Someone mentioned using the random ordering of a deck of cards as the entropy for an HD wallet seed (I can't recall if it was electrum developer or armory developer but great idea). It had never occured to me but there are 52! possible permutations (52 * 51 * 50 * 49 .... *1) to the ordering of a shuffled deck of cards. That is ~80,658,175,170,943,900,000,000,000,000,000,000,000,000,000,000,000,000,000,000,000,000,000 or ~225 bits of entropy. It is faster, and easier than rolling a number of dice. Unlike dice there is no issue of bias (a dice which favors higher numbers). I wouldn't recommend it but you could even leave a backup of the seed in plain sight by keeping the deck in the proper order in the box.
So it got me thinking could you design a wallet which made absolutely no PRNG calls.

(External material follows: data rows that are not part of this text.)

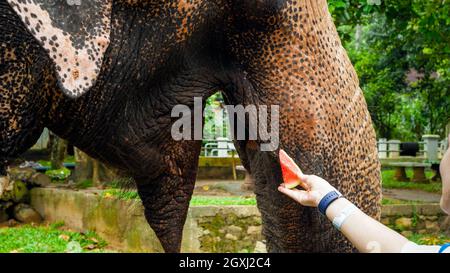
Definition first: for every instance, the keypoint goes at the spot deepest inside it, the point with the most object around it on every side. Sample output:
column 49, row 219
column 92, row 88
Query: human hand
column 316, row 189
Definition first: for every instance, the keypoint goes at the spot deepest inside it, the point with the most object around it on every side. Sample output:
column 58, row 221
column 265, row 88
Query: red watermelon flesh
column 290, row 170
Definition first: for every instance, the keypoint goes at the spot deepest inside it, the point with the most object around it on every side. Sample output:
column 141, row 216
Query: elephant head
column 128, row 63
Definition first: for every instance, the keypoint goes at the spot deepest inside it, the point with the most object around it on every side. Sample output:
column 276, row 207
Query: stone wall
column 207, row 228
column 422, row 219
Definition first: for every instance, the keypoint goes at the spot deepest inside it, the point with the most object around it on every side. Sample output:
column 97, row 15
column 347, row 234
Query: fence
column 431, row 148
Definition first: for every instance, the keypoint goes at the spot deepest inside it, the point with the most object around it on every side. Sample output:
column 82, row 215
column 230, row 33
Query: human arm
column 365, row 233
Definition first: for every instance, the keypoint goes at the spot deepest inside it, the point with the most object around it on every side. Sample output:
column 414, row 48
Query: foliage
column 429, row 239
column 48, row 239
column 120, row 194
column 390, row 183
column 392, row 201
column 58, row 174
column 222, row 200
column 215, row 107
column 87, row 183
column 401, row 51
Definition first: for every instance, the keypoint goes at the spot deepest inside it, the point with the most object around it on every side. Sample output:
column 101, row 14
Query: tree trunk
column 58, row 147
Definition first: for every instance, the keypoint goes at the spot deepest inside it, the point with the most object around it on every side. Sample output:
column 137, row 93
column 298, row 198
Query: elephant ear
column 75, row 34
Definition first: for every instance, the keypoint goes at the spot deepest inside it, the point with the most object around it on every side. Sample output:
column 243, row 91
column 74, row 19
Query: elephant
column 105, row 74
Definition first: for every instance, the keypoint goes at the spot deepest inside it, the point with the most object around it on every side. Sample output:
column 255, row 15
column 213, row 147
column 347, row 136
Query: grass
column 48, row 239
column 195, row 201
column 120, row 194
column 392, row 201
column 390, row 183
column 221, row 200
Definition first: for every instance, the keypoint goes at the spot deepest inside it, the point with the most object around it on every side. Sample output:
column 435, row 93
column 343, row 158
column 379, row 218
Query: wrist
column 327, row 200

CSPRNG are potential weak link in any cryptographic system and as most rely on deep OS level calls flaws or intentional backdoors can be difficult to detect (or at least provable state that they don't exist). The only client operations that I can think that require the use of cryptographically secure random numbers are key generation, transaction signing, and wallet encryption (salt in key derivation function).
HMAC(card sequence) -> seed
BIP38(seed) -> master pubkey and master key (and indirectly all derived keys and pubkeys)
RFC6979(key, message_hash) -> k value
LEFT16BYTES(HMAC(seed)) -> salt (on password change LEFT16BYTES(HMAC(old_salt)) -> new_salt)
So one deck of cards, a lifetime of secure transactions, and no additional sources of entropy required. Anything I am missing?